O jogo do título da Superliga Masculina 2021/2022 acontece no próximo domingo, 8 de Maio, no mesmo local da segunda partida, às 10h da manhã. O confronto terá transmissão da TV Globo, SPORTV 2 e do Canal Vôlei Brasil. Caso seja o campeão, o Minas quebrará um jejum de 15 anos sem o título da competição. Já o Cruzeiro será heptacampeão do torneio, se vencer o duelo decisivo.

NÚMEROS

O oposto Vissoto foi o maior pontuador do 2º jogo das finais, com 31 pontos. Segundo estatísticas oficiais, ele teve 71% de aproveitamento no ataque. Por essa atuação, Vissoto foi eleito o melhor jogador em quadra. Ao final do confronto, ele recebeu o troféu Viva Vôlei. Pelo Cruzeiro, o oposto Wallace do Cruzeiro marcou 23 pontos.

FIAT/MINAS William (0), Vissoto (31), Honorato (9), Leozinho (9), Pinta (9), Kelvi (8), Maique (L). Entraram: Everaldo (1), Sanchez (6), Arthur Bento (4). Técnico: Nery Tambeiro

SADA/CRUZEIRO Cachopa (2), Wallace (23), López (22), Rodriguinho (13), Isac (11), Otávio(10), Lukinha (L). Entraram: Rech (0), Pingo (0). Técnico: Filipe Ferraz

*Errata Mais cedo, o blog divulgou números prévios do jogo 2 das finais, que foram atualizados por números consolidados.

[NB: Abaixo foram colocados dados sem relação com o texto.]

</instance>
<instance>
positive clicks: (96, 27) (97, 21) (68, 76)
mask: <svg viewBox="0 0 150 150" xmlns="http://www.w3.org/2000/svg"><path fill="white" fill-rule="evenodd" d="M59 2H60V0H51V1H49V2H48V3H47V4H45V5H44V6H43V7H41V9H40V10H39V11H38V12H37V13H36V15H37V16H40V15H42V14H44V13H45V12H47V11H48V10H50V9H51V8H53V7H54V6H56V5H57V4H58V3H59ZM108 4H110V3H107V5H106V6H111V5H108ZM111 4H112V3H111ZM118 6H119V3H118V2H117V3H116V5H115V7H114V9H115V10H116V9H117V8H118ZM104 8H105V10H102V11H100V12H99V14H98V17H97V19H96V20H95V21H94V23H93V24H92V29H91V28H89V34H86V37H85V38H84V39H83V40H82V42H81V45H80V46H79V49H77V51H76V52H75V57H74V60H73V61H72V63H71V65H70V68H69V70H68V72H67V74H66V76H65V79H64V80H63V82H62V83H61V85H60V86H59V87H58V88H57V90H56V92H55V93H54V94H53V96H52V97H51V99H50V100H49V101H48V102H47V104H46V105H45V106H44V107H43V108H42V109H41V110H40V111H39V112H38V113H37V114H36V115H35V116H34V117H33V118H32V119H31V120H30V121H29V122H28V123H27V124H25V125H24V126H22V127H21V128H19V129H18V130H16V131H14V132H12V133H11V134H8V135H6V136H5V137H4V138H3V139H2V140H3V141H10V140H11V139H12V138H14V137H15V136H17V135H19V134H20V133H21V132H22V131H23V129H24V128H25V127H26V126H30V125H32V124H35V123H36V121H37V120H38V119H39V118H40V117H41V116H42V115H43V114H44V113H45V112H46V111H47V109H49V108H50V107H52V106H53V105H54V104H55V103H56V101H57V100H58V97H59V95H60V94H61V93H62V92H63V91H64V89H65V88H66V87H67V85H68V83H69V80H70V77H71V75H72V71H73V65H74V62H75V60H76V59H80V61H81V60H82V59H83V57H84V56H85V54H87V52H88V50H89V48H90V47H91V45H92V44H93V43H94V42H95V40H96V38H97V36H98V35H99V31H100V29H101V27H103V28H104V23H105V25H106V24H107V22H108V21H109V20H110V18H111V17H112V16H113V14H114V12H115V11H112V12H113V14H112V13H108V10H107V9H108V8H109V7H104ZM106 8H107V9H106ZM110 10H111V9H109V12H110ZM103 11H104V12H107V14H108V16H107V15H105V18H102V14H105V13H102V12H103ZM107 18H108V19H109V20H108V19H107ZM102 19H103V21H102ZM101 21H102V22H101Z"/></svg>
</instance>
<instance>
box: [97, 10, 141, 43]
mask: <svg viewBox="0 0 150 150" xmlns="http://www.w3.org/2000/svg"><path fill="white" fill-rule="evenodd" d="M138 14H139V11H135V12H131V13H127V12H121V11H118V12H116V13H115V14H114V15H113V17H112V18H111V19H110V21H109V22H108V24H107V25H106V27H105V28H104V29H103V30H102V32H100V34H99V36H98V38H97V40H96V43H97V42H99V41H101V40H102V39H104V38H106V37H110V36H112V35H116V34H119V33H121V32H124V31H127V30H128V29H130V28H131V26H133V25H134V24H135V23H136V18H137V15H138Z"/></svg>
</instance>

O oposto Vissoto do Minas foi o grande destaque da partida/Eliezer Esportes/Divulgação CBV

PÓS-JOGO

Ao final do segundo jogo da série, o oposto Vissoto do Minas comentou sobre a vitória em entrevista para a imprensa. “Eu ainda estou vivendo o meu sonho. É muito gratificante eu ainda estar colaborando com a equipe aos 39 anos. A idade é só um número. O importante é a cabeça, a determinação e o trabalho. Fico feliz em ajudar o time, todos tiveram uma participação excelente hoje. Agora é hora de esperar a adrenalina baixar e ver o que precisamos melhorar para conseguir ganhar um time da qualidade do Sada Cruzeiro. Queremos muito este título e hoje demos um passo importante. Semana que vem tem tudo de novo”.

Fonte: CBV

ITAMBÉ/MINAS É TETRACAMPEÃO DA SUPERLIGA FEMININA

O time do Itambé/Minas, tetracampeão da Superliga Feminina/Inovafoto/Wander Roberto/CBV

O Itambé/Minas conquistou a Superliga Feminina 2021/2022. Foi o quarto título do time de Belo Horizonte na história da competição. Anteriormente, o Minas foi campeão da Superliga Feminina em 2001/2002, 2018/2019, 2020/2021. Na atual temporada, jogando em Brasília, no ginásio Nilson Nelson, pelo segundo jogo da série melhor de três, o Minas bateu o Praia Clube, novamente, sagrando-se campeão. O placar final do confronto ficou em 3×1, com parciais de 26/24, 18/25, 25/15, 25/17, a favor do Minas.

A jovem oposta Kisy do Minas foi a maior pontuadora da final, com 22 pontos. Ela ainda foi eleita a melhor jogadora da decisão, em votação popular pela internet, com 40% dos votos, recebendo o troféu Viva Vôlei. Pelo Praia, a oposta dominicana Martínez marcou 19 pontos. A levantadora Macris do Minas foi eleita MVP da competição. Após o jogo, ela comentou sobre a conquista em entrevista para imprensa.

“Foi uma final muito especial. Tivemos uma trajetória muito dura. Resistimos a muitas pancadas ao longo de toda a Superliga para construir algo maior, que é esse título. Chegamos nessa final mais fortes e com uma identidade construída. Foi essencial evoluirmos como pessoas e hoje somos um grupo mais forte. O voleibol não é só sobre resultado, mas também sobre o crescimento pessoal de cada uma dentro da equipe. Estou muito orgulhosa do nosso grupo”.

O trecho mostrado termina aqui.